Investor spends $24m on Miami beachfront property that had no interest from Chinese buyers
A Melbourne-based investor faced no competition from the Chinese as he snapped up a beachfront resort in Miami on the Gold Coast on Wednesday.
The two-storey block of 46 vacant units, Nobby’s Outlook, at 122-130 Marine Parade, sold under the hammer for $23.75 million with 17 registered bidders.
But the buyer might have faced even stronger competition had the auction been held just a few months earlier, before Chinese inquiries had begun to slow down.
Colliers International selling agent Darrell Irwin, who marketed the property with Geoff Lamb, said he could see cooling Chinese demand across his listings.
“There is less Chinese interest than there has been in the last two or three years,” Mr Irwin said.
“The lack of Chinese interest suggests the Chinese government crackdown on developers transferring funds out of China is having some effect on demand for Australian real estate.”
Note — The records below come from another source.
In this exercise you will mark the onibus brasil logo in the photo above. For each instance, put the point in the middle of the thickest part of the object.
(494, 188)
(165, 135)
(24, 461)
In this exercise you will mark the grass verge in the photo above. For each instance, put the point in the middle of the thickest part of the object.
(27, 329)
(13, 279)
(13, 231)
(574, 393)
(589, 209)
The 7284-square-metre property attracted 35 bids at the auction, which opened at $10 million.
The mysterious buyer has been “very tight-lipped” about their plans for the site, but Mr Irwin said other interested buyers had been seeking to subdivide the land to small, upmarket lots for use as beachside housing.
The two- and three-bedroom apartments could also be refurbished, demolished or redeveloped into a 220-bedroom complex with a three-storey limit under the Gold Coast Town Plan.
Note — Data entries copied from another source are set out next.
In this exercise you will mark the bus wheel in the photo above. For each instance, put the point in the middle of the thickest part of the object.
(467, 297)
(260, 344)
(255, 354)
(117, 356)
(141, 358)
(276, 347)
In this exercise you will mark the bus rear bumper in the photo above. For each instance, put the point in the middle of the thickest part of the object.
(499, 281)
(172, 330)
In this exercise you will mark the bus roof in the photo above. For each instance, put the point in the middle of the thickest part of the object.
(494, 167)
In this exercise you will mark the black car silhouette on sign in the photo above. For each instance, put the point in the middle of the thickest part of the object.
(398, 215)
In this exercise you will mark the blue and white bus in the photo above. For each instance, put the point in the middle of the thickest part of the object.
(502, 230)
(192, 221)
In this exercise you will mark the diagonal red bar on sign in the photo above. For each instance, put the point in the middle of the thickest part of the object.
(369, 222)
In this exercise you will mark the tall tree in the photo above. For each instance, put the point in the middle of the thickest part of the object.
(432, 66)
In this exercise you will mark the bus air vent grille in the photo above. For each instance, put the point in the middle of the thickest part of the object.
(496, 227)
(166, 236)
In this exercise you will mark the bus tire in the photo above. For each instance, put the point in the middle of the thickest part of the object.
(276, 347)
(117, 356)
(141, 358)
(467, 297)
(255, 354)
Mr Irwin said beachfront properties were always in demand if it was in a good location, with the agents receiving more than 100 inquiries during the campaign.
“We just don’t get the sites of this scale normally put under the hammer. This is Colliers International biggest auction sale nationally in the last two years.”
Interest for the unit block came from Sydney, Melbourne, Hong Kong and Singapore.
Standing for more than 50 years, the resort was just down the road from Nobby Beach’s iconic theme park Magic Mountain, which closed its doors to the public in 1991.